Esses seriam os motivos para uma queda de qualificação do país que a Standard & Poor’s aplicou recentemente, passando a avaliação do país de AAA para AA+. O iPhone teria sido o responsável pela queda da Nokia como um todo, enquanto que o iPad foi o responsável pela ruína da indústria de papel finlandesa.

Durante a década de 1900 e o começo dos anos 2000, a Nokia foi líder mundial no segmento de telefonia móvel, mas com a aparição do iPhone e de rivais como a Samsung fizeram com que sua participação no mercado fosse muito menor nos últimos anos.
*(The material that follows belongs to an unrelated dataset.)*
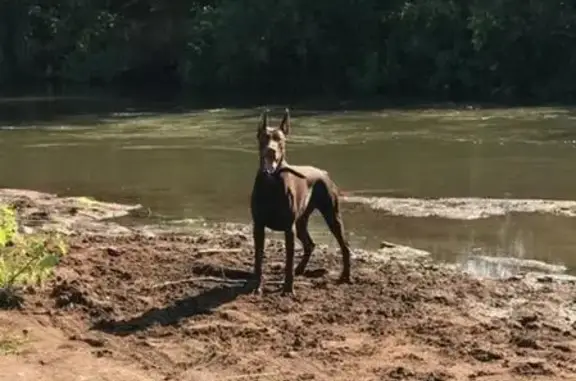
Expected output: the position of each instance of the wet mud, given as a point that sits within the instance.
(167, 306)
O fim da história você já conhece: a Nokia ainda tentou fechar um acordo com a Microsoft, na tentativa de sobreviver no mercado com smartphones com Windows Phone. Não deu certo, e no ano passado, a gigante de Redmond adquiriu a divisão móvel da empresa finlandesa.

Não obstante, Stubb é otimista sobre o futuro, tanto da Nokia quanto para a indústria do papel, esta última afetada pelo sucesso do iPad – e de outros tablets e leitores de e-books, suponho eu -, e acredita que a Nokia pode voltar a ter algum destaque, por conta da Nokia Networks.

Não podemos creditar exclusivamente à Apple a responsabilidade por esse declive dos dois segmentos (outros fatores certamente influenciaram), mas é fato que tanto o iPhone como iPad causaram estragos em muitas empresas tradicionalmente líderes em seus mercados. Por outro lado, culpar os outros pelo seu fracasso é fácil, e Stubb ressalta que leva em consideração que a Nokia simplesmente não foi capaz de reagir a tempo, nem de forma adequada quando os adversários apareceram com suas propostas.

Algo que qualquer um que acompanhou a queda da Nokia – e tem o mínimo de bom senso para analisar a sequência de acontecimentos – conclui com certa facilidade.